A 60-year-old female with a lobulated, solid pulmonary nodule of 23-mm diameter—detected by computed tomography scanning—underwent bronchoscopy for evaluation of lung cancer. Bacterial and fungal cultures and an acid-fast bacillus staining were performed using the patient's bronchial washing fluid to exclude pulmonary infection. Her vital signs were stable and she did not present with any symptom to suggest infection. She had not traveled abroad before her examination. However, filamentous fungi were isolated from her specimen after three days of incubation at 25–30℃ on Sabouraud dextrose agar (SDA). Fungal colonies were flat, powdery to velvety, and centrally bluish gray to green but with white borders. The reverse side of the plate was red, and a red pigment was observed diffusing into the agar medium after five days of incubation (Fig. 1). Microscopy showed septate hyphae with smooth conidiophores with four or five terminal metulae, with each metula bearing four to six phialides. The conidia were smooth and round and formed chains (Fig. 2). These microscopic features are characteristic of the Penicillium spp. Thus, T. marneffei was suspected. Subsequently, the organism was cultured at 37℃ on SDA for seven days to examine its thermal dimorphism. However, the fungus did not grow in culture. For definitive identification, we extracted the genomic DNA from the isolate and performed Sanger sequencing of the internal transcribed spacer (ITS) regions covering ITS1, 5.8S, and ITS2, and the beta-tubulin gene [8]. After searching the GenBank database by using the basic local alignment search tool (the BLAST algorithm), we found that the ITS and beta-tubulin sequences of the isolate respectively exhibited 100% (494/494 bp) and 98.6% (417/423 bp) identity to those of T. albobiverticillius (GenBank accession nos. KJ775225.1 and KJ775723.1). The second best-matched strain based on the beta-tubulin sequence was T. erythromellis with 95.0% (402/423 bp) similarity. Finally, the patient did not show any signs or symptoms of pulmonary infection without antifungal treatment, and was diagnosed with lung adenocarcinoma.

T. albobiverticillius is a red pigment-producing ascomycete fungus that was previously classified in the genus Penicillium. T. albobiverticillius reportedly has industrial value because this species produces large amounts of the red pigment that can potentially be used as a food-coloring agent [9]. However, to the best of our knowledge, isolation of T. albobiverticillius from a clinical specimen has not been previously reported. Like most Penicillium species, T. albobiverticillius could also be considered as a contaminant because it can be found indoors [10]. Some species of Talaromyces such as T. purpurogenus and T. minioluteus also secrete the red pigment [911]. To differentiate these Talaromyces spp. from T. marneffei, samples should be incubated at 25–30℃ and 35–37℃ because T. marneffei is the only dimorphic fungus among Penicillium and Talaromyces spp. Moreover, red pigment-producing Talaromyces spp. are morphologically very similar to T. marneffei; distinguishing between them only by microscopy and colony examination is difficult.

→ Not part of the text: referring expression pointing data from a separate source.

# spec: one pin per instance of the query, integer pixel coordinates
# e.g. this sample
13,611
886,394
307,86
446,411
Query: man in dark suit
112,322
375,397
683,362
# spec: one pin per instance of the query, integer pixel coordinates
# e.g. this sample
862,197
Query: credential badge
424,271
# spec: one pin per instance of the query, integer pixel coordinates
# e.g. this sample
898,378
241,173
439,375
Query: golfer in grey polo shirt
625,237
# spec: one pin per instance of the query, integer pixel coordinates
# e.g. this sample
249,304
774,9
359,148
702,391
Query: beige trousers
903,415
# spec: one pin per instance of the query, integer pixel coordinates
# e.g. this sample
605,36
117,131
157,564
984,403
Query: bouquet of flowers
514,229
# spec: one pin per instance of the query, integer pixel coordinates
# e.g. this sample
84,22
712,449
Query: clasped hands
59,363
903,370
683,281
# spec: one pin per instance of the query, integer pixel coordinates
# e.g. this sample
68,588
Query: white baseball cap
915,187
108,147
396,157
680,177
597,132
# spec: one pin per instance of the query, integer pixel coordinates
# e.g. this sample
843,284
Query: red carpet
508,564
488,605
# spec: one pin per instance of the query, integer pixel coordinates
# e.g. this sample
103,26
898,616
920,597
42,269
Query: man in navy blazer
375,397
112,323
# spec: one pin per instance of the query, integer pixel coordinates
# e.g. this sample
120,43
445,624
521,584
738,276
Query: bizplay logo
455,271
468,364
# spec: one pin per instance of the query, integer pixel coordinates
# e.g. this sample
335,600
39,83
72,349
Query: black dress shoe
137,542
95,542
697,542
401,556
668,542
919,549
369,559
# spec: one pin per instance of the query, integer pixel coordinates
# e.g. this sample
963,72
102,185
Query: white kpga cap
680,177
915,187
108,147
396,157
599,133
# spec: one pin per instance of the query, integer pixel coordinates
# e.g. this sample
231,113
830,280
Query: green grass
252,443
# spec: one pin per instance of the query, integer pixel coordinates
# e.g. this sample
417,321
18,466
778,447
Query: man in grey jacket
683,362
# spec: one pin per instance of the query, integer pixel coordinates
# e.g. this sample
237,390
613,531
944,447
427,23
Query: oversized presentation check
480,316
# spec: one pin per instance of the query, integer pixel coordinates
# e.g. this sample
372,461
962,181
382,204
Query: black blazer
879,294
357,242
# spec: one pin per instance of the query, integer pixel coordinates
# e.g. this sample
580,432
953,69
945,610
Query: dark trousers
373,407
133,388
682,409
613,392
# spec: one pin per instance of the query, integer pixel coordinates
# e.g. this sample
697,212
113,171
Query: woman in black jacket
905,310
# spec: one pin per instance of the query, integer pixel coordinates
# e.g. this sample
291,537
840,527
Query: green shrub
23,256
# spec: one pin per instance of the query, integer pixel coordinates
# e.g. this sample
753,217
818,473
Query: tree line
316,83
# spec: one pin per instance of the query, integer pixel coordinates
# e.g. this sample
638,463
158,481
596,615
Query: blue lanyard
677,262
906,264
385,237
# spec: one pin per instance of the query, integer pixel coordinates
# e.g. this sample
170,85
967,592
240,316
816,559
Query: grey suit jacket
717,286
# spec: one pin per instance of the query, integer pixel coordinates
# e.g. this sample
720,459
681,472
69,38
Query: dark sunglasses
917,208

In most clinical laboratories, fungi are usually identified by their typical colony morphologies and structures following lactophenol cotton blue staining. Results from this case suggest that laboratory staffs should be aware that mold form, which produce a red pigment on the surface of the culture medium, can be isolated and if their microscopic characteristics suggest Talaromyces (Penicillium) spp., the isolate could be a Talaromyces spp. other than T. marneffei. Recently, matrix-assisted laser desorption ionization time-of-flight mass spectrometry (MALDI-TOF MS) was used to identify various clinically important fungi, including T. marneffei and related species [12]. If rapid and accurate identification is required, DNA sequencing or MALDI-TOF MS should be used.